If you ask every infill builder in the state, “Would you like to get out of LOS?” the answer is a unanimous, “Yes, please.” 

If you ask infill builders, “Would you like to do VMT?” the answer is, “What does it look like? How much is it going to cost? Am I going to get sued? If I get sued, will I win?” The answer to those questions are much more complicated. When you then also have to say, “By the way, you still need to do LOS for other reasons and the law is going to stay muddled for a decade about what your LOS mitigation obligations are,” then the infill builders tend to say, “When did CEQA reform include expanding CEQA?” 

More than 10 years ago now, we decided that we needed to include greenhouse gases under CEQA, which is totally legitimate. With two Supreme Court cases pending, we’re just now starting to possibly see the end of a greenhouse-gas litigation pathway. 

It takes 10 years to figure out how to do it right, as the court ultimately decides. Does anyone want to start a new 10-year litigation pathway on a fuzzy new CEQA metric with uncertain methodologies and mitigation for VMT?

Lastly, it appears that the mitigation measures incorporated into SB 743 go above and beyond those previously included under CEQA. Address the significance of these new mitigations requirements. 

When OPR put out its proposal to require infill developers, first and foremost, to do a VMT analysis of transportation impact for the first time, it said: “If you are above the ‘regional average,’ here are some mitigation suggestions: Build a different project. Maybe this should be a supermarket rather than an apartment structure. Build more affordable housing.” But should we build nothing until there’s enough money for affordable housing? How does that relate to the affordable-housing funding mandates now in place? 

OPR also said, “Create a better jobs/housing balance.” You can count jobs and housing units. But a jobs/housing match means building housing affordable to the people working nearby. But how close, actually? In the basement? In the first-floor retail? Three blocks away in a high-rise? Eighteen blocks away in a mall? 
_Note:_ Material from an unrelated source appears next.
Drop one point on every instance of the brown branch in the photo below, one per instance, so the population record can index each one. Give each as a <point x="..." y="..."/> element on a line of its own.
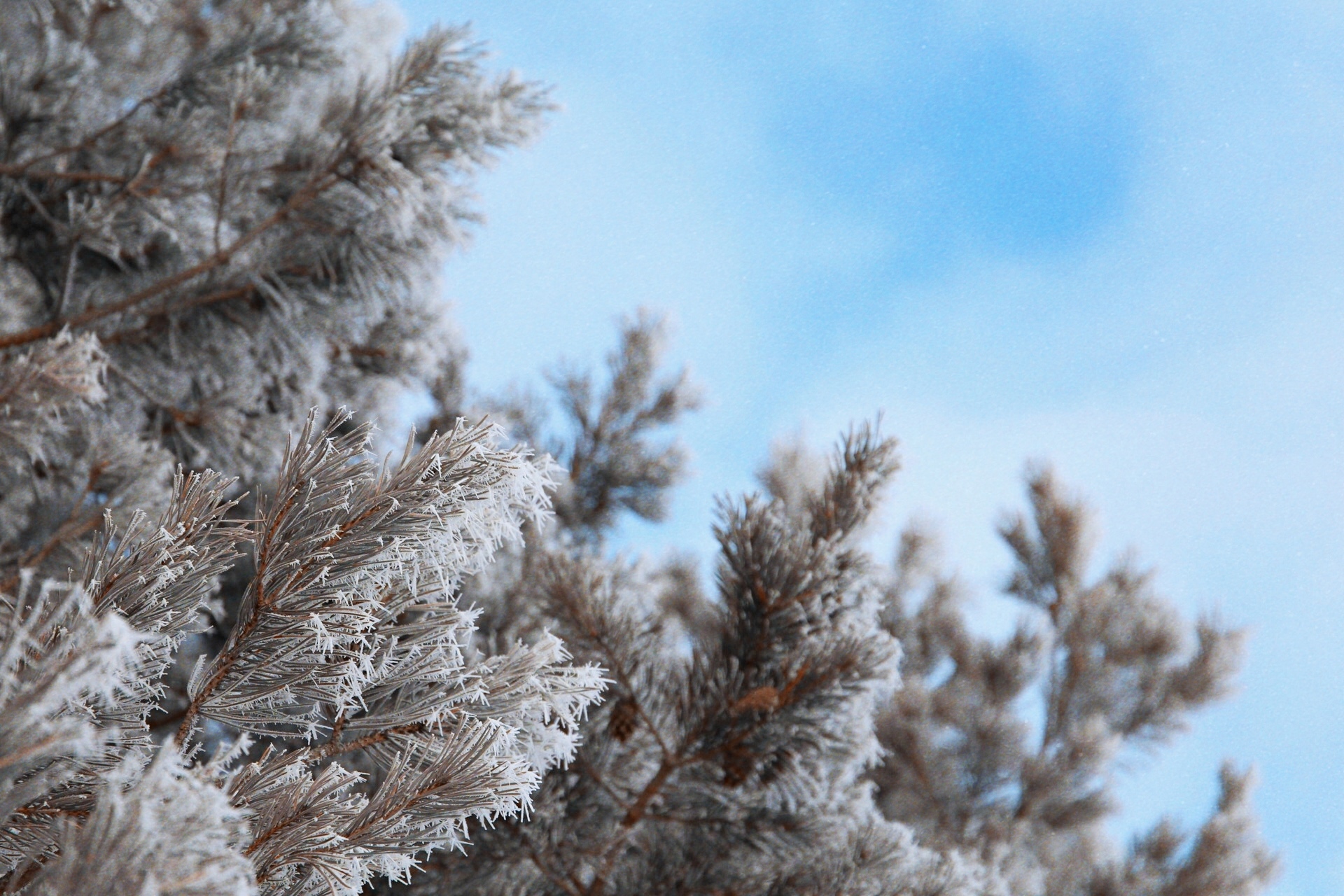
<point x="302" y="198"/>
<point x="23" y="171"/>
Let’s think about the cost of higher-density housing. San Francisco just bought a gas station site on Van Ness for affordable housing where the land costs are coming in at $350,000 per door. All-in costs are expected to go past $800,000 for 700-900 square foot one- and two-bedroom units. How are we going to take an $800,000-900,000 unit and match it to a barista? 

These are not at all unacceptable or off-limits political questions. They’re deeply critical policy questions. But the City’s land-use plan for these infill areas presumably did its best to balance these needs. To ask those questions at a project level, for a project that already complies with the plan, invites endless new litigation opportunities around an already much-abused statute. We need housing to be more plentiful and more affordable—not more susceptible to costly delays from CEQA litigation abuse.